Die Bemühungen von ISIS-K waren mit einigem Erfolg verbunden, aber die Taliban haben es geschafft, die Herausforderungen der Gruppe einzudämmen, indem sie Angriffe und Operationen gegen Personal und Positionen von ISIS-K fortsetzten.
Diese Zusammenstöße fanden oft zusammen mit US- und afghanischen Luftwaffen- und Bodenoperationen gegen ISIS-K statt, obwohl das volle Ausmaß, in dem diese Operationen koordiniert wurden, noch unklar ist .
Klar ist, dass der Großteil der Verluste an Arbeitskräften und Führung von ISIS-K das Ergebnis von Operationen unter amerikanischer und afghanischer Führung und insbesondere von amerikanischen Luftangriffen war.
Wie groß ist die Bedrohung durch ISIS-K in Afghanistan und für die internationale Gemeinschaft?
Als relativ geschwächte Organisation besteht das unmittelbare Ziel von ISIS-K darin, seine Reihen aufzufüllen und seine Entschlossenheit durch öffentlichkeitswirksame Angriffe zu signalisieren. Dadurch kann sichergestellt werden, dass die Gruppe kein irrelevanter Akteur in der afghanisch-pakistanischen Landschaft wird. Sie ist daran interessiert, die USA und verbündete Partner im Ausland anzugreifen, aber das Ausmaß, in dem die Gruppe in der Lage ist, Angriffe gegen den Westen zu inspirieren und zu lenken, ist ein Thema, das die US-Militär- und Geheimdienstgemeinschaft gespalten hat .
In Afghanistan hat sich ISIS-K jedoch als eine viel größere Bedrohung erwiesen. Zusätzlich zu ihren Angriffen auf afghanische Minderheiten und zivile Institutionen hat die Gruppe internationale Helfer ins Visier genommen , Landminen beseitigt und im Januar 2021 sogar versucht, den obersten US-Gesandten in Kabul zu ermorden .
Es ist noch zu früh, um zu sagen, wie ISIS-K vom Rückzug der USA aus Afghanistan profitieren wird, aber der Angriff auf den Flughafen von Kabul zeigt die anhaltende Bedrohung, die von der Gruppe ausgeht.
Kurzfristig wird ISIS-K wahrscheinlich seine Bemühungen fortsetzen, Panik und Chaos zu säen, den Rückzugsprozess zu stören und zu demonstrieren, dass die afghanischen Taliban nicht in der Lage sind, der Bevölkerung Sicherheit zu bieten.
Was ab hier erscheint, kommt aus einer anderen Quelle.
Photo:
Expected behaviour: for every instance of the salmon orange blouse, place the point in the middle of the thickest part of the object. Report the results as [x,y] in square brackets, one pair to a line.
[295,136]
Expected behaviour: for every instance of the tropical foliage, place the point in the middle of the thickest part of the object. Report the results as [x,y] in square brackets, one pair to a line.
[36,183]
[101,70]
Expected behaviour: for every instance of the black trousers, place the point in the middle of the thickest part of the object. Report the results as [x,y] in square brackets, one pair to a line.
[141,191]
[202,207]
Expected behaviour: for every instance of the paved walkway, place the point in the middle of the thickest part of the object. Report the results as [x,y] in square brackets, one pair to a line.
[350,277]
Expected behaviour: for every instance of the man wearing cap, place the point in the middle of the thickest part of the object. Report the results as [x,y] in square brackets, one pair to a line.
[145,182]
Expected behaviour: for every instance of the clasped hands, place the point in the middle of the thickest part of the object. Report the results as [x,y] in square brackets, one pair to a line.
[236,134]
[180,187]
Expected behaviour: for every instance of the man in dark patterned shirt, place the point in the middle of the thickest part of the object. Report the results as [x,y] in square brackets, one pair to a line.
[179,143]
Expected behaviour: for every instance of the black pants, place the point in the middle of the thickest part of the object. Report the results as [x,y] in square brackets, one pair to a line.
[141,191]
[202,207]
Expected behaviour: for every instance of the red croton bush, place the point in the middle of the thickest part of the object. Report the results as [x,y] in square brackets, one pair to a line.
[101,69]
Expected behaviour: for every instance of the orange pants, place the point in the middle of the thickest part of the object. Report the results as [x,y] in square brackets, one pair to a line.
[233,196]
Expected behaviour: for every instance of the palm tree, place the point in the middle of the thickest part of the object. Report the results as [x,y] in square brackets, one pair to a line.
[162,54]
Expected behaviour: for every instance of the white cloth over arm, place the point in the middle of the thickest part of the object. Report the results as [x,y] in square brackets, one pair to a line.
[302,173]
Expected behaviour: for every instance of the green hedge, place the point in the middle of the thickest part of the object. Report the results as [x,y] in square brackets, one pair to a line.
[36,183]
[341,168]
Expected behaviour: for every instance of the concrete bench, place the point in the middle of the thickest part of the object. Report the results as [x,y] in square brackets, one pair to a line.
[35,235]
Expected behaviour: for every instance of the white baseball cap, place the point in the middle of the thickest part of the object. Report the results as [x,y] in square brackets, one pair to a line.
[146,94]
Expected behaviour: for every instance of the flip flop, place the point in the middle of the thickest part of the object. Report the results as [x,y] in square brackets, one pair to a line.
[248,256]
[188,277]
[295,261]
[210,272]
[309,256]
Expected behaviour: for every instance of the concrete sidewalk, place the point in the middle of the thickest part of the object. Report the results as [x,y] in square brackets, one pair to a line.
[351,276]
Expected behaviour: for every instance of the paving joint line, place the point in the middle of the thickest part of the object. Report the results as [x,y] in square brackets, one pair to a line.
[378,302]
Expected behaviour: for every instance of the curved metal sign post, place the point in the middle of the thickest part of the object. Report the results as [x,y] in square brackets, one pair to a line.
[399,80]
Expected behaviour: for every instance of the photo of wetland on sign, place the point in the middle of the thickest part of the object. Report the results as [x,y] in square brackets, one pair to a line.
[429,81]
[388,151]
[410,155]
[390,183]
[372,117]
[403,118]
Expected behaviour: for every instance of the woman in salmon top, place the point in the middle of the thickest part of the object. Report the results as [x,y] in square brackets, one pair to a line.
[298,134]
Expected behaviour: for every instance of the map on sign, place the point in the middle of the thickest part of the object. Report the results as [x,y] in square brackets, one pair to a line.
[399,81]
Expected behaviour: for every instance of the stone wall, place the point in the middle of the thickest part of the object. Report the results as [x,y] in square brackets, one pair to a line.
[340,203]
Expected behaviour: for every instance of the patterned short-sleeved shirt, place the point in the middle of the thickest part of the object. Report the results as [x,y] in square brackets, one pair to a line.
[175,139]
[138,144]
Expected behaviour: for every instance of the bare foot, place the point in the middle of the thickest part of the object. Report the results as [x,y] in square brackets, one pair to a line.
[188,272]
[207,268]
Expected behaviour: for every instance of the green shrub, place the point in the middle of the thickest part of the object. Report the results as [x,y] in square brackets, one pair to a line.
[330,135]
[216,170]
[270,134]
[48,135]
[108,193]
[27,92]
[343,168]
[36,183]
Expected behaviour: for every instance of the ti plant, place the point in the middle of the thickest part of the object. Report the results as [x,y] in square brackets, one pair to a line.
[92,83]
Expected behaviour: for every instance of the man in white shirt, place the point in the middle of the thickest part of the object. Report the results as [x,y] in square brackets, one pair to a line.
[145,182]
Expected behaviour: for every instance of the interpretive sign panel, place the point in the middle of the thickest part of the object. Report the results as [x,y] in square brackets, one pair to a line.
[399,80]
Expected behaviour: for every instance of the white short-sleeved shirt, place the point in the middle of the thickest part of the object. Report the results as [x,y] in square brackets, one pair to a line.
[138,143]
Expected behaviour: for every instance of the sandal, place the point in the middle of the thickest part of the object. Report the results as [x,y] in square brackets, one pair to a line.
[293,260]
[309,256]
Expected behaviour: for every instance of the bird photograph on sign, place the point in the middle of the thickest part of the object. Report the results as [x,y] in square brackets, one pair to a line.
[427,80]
Wenn es der Gruppe gelingt, längerfristig ein gewisses Maß an territorialer Kontrolle wiederherzustellen und mehr Kämpfer zu rekrutieren, wird sie höchstwahrscheinlich bereit sein, ein Comeback zu feiern und eine Bedrohung auf nationaler, regionaler und internationaler Ebene darzustellen.
Dieser Artikel wurde von The Conversation unter einer Creative Commons-Lizenz neu veröffentlicht. Den Originalartikel finden Sie hier.